Bruises are hardly unusual in children as they tend to fall down, run into each other and bump the furniture regularly. But bruising that occurs spontaneously or that seems out of proportion to an injury needs investigation. Many diseases can cause easy bruising in children -- some are temporary and not serious, while others need ongoing medical treatment. See your doctor for an accurate diagnosis if your child experiences easy bruising.
Von Willebrand Disease
Von Willebrand disease is the most common inherited bleeding disorder. Von Willebrand factor helps platelets clump together and stop bleeding. This disease is usually mild, affects males and females equally, and is more common in Caucasians than blacks.
Hemophilia is an inherited clotting disorder. In the United States, most of the children with hemophilia are boys. Proteins -- called clotting factors -- that help blood clot are absent in children with hemophilia. Clotting factors help blood cell pieces called platelets clump together at the site of an injury to stop bleeding. Many children with hemophilia receive regular injections of clotting factor, since bleeding into the joints and other areas of the body that may not be immediately noticed can be extremely dangerous.
Idiopathic thrombocytopenia -- ITP -- occurs when platelet levels in the blood are lower than normal, so bruising with minimal or no injury occurs.
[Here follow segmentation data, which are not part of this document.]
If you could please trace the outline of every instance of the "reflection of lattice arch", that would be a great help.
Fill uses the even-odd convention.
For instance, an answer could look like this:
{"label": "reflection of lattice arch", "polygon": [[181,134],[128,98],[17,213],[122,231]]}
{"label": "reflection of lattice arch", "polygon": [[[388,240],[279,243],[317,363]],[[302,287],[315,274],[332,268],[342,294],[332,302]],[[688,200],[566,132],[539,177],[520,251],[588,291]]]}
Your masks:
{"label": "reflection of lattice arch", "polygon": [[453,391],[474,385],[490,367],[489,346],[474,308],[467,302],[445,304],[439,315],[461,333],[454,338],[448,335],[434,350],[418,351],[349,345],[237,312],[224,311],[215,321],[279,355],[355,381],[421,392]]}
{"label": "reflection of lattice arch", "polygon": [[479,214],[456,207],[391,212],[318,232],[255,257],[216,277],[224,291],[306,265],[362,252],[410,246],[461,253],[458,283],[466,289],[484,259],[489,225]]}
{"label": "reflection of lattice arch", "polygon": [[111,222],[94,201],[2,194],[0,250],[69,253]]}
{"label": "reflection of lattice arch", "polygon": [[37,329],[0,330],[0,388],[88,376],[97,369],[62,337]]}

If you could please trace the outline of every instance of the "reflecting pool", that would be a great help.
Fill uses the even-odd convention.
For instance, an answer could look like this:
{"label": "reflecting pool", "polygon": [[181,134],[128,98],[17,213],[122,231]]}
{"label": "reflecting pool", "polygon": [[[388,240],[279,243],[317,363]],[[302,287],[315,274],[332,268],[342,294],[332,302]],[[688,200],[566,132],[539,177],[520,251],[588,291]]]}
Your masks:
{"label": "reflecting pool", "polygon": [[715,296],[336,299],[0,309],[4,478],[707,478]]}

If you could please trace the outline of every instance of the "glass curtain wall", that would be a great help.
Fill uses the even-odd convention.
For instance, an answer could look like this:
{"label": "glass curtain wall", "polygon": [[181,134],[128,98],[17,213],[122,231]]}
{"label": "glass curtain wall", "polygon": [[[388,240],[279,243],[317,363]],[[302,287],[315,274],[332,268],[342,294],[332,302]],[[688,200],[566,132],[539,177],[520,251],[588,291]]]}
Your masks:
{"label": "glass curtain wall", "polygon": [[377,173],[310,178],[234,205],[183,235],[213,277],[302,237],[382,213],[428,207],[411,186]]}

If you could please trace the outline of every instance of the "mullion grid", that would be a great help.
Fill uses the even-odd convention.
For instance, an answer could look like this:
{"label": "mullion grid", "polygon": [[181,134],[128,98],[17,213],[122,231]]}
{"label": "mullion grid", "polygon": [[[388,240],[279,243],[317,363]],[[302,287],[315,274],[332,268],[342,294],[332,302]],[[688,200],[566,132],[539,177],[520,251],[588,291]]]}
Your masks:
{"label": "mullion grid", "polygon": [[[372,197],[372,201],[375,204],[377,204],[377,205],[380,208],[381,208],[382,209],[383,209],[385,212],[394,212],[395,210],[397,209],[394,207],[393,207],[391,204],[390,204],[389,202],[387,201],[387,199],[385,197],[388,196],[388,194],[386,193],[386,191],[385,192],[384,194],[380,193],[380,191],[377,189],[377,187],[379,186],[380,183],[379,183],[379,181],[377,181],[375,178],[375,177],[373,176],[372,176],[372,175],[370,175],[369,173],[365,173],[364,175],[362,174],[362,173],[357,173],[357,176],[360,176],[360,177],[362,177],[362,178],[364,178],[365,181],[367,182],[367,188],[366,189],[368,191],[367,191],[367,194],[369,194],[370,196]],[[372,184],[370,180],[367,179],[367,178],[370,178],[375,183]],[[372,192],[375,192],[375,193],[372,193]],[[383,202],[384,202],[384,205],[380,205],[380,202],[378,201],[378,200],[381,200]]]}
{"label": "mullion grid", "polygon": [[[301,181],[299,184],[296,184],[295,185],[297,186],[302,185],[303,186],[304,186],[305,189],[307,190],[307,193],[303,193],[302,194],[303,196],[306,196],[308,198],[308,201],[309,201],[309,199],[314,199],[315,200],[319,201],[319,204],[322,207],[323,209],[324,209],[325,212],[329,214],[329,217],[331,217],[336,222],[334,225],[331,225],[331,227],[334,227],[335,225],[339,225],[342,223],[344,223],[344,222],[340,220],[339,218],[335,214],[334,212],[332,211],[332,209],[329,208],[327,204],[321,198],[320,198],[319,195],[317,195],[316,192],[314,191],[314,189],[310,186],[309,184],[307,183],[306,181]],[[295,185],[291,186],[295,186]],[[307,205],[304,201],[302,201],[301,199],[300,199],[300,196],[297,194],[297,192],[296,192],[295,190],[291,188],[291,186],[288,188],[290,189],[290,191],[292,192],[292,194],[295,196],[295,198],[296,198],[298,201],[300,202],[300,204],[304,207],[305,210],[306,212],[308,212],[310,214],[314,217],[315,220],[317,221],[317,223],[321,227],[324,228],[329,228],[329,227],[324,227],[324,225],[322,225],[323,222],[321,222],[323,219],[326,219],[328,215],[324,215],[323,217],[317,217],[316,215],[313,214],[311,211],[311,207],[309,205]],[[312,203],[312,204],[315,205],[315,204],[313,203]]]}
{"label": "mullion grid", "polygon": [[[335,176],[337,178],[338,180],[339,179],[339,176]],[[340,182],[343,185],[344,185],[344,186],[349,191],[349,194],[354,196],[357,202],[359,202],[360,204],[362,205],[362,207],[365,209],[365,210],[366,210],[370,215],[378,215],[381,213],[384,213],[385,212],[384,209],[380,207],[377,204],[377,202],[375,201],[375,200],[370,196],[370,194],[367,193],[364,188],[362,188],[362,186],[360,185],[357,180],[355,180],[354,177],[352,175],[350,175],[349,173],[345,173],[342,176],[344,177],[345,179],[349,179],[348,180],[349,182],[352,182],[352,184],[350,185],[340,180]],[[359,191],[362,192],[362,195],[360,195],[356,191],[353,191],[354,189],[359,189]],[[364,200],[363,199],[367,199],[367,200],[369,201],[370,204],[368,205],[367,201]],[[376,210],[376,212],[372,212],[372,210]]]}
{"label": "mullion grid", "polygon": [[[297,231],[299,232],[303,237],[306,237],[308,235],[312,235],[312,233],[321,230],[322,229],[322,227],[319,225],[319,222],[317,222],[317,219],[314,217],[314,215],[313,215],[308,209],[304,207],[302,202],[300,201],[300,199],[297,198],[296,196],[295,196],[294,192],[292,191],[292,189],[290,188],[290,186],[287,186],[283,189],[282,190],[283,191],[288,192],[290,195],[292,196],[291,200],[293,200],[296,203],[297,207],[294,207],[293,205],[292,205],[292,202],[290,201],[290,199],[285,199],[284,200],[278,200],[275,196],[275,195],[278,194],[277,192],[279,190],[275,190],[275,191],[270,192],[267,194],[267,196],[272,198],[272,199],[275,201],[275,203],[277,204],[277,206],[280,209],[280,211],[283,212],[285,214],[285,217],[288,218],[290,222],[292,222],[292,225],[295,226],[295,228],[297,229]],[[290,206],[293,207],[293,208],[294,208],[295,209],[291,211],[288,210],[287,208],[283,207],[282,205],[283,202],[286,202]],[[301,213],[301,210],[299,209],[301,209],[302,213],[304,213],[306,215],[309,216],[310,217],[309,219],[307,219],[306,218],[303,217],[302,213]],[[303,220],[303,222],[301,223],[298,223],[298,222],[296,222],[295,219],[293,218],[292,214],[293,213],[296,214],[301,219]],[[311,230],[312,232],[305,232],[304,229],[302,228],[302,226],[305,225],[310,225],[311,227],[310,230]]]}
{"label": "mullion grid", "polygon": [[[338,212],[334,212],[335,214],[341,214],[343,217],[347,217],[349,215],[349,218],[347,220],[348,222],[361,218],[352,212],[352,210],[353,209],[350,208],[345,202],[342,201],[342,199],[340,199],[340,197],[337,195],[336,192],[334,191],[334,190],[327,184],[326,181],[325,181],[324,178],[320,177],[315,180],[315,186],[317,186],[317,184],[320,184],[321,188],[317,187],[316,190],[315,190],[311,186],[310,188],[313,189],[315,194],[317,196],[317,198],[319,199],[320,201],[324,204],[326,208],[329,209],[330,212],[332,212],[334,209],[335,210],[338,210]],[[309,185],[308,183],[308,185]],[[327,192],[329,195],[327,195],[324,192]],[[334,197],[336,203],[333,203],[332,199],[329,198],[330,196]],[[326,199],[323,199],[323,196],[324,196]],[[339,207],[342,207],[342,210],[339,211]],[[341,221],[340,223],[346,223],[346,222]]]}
Platelets stick together at the site of an injury to stop bleeding. In addition to bruising, ITP causes small pinpoint red dots on the skin. These occur when very small blood vessels bleed under the skin. This condition resolves on its own without complication for most children. However, in some cases it may be life-threatening, such as bleeding that occurs in the brain, or excessive bleeding in other areas of the body.
Leukemia is the most common type of childhood cancer. It affects the production of blood cells in the bone marrow. Immature cells grow out of control, crowding out normal production of white and red blood cells and platelets. Leukemia normally occurs in children between 2 and 6 years old, but can affect children of any age. Boys are slightly more likely to develop leukemia than girls, and Caucasian children have leukemia more often than black children. In addition to bruising, fatigue, fever and shortness of breath often occur in children with leukemia.